Imagem do local de trabalho após o acidente fatal que vitimou um jovem trabalhador da PetroRecôncavo

A relação entre terceirização e a morte em serviço é clara em diversos setores, segundo estudo da CUT em parceria com o Dieese feito a partir de relatórios publicados pelas empresas. Na Petrobras, por exemplo, 85 dos 99 trabalhadores que morreram entre 2005 e 2012 eram terceirizados. O mesmo padrão é visto em empresas do setor elétrico, campeão em acidentes de trabalho. 

Terceirizados ganham menos e trabalham mais

Um relatório divulgado pelo Dieese em março do ano passado mostrou, mais uma vez, que os terceirizados ganham menos e trabalham mais.
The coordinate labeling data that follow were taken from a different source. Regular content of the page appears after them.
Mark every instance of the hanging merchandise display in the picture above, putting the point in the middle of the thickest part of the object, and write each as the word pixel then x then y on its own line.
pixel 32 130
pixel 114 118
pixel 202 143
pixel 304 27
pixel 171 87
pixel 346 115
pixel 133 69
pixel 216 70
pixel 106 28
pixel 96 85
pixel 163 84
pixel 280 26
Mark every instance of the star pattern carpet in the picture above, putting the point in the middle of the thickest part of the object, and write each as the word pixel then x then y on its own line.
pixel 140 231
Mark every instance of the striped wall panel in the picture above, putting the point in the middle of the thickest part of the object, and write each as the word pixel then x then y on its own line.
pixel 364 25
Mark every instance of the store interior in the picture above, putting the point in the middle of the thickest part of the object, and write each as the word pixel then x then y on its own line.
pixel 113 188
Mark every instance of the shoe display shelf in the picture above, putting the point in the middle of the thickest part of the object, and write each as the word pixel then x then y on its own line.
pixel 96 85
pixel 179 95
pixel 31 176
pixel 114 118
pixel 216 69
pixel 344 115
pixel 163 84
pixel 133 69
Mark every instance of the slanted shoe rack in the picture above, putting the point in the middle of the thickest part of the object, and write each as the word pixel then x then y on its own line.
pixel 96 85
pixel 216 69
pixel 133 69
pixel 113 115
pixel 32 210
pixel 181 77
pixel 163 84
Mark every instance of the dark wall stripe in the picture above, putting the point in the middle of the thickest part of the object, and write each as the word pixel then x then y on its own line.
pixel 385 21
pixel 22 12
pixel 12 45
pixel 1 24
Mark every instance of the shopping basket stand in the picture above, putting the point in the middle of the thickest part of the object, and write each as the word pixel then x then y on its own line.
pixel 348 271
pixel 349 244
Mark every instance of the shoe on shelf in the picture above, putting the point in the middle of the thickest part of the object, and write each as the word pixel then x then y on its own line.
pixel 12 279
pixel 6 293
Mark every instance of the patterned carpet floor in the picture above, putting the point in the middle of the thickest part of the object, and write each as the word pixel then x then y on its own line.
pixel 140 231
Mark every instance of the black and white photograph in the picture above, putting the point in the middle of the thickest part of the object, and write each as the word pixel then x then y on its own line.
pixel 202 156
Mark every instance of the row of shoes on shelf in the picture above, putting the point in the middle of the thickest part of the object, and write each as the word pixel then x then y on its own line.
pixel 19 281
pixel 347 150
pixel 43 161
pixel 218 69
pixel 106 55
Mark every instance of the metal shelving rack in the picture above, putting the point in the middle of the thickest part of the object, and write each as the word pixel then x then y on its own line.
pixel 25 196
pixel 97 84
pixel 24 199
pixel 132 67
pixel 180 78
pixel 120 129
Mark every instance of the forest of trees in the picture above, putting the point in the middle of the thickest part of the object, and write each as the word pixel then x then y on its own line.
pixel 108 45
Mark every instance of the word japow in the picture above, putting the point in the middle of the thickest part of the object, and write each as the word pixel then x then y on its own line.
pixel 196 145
De 2007 a 2014, a diferença entre os terceirizados e os contratados diretamente pelas empresas se manteve, em média, entre 23% e 27%. Em dezembro de 2014, a remuneração média nas atividades tipicamente contratantes era de R$ 2.639, enquanto nas atividades tipicamente terceirizadas era de R$ 2.021.

Imagem: Reprodução DIEESE

Reprodução Dieese

Com relação à jornada de trabalho, 85,9% dos terceirizados trabalhavam entre 41 e 44 horas semanais, enquanto essa proporção era de 61,6% entre os contratados diretamente pelas empresas.

“Se a maioria do STF votar pela terceirização irrestrita o que teremos no mercado de trabalho é mais situações como a da Latam, que demitirá cerca de mil trabalhadores para terceirizar a mão de obra, precarizando as condições de trabalho e a qualidade do serviço”, conclui o secretário de Assuntos Jurídicos da CUT, Valeir Ertle.

A Latam Airlines anunciou no dia 20 de agosto que irá demitir cerca de 1,3 mil trabalhadores e trabalhadoras e substituirá a força de trabalho direta por terceirizados. A medida atingirá o Aeroporto Internacional de Guarulhos, em São Paulo, e o Aeroporto Internacional Tom Jobim, o Galeão, no Rio de Janeiro.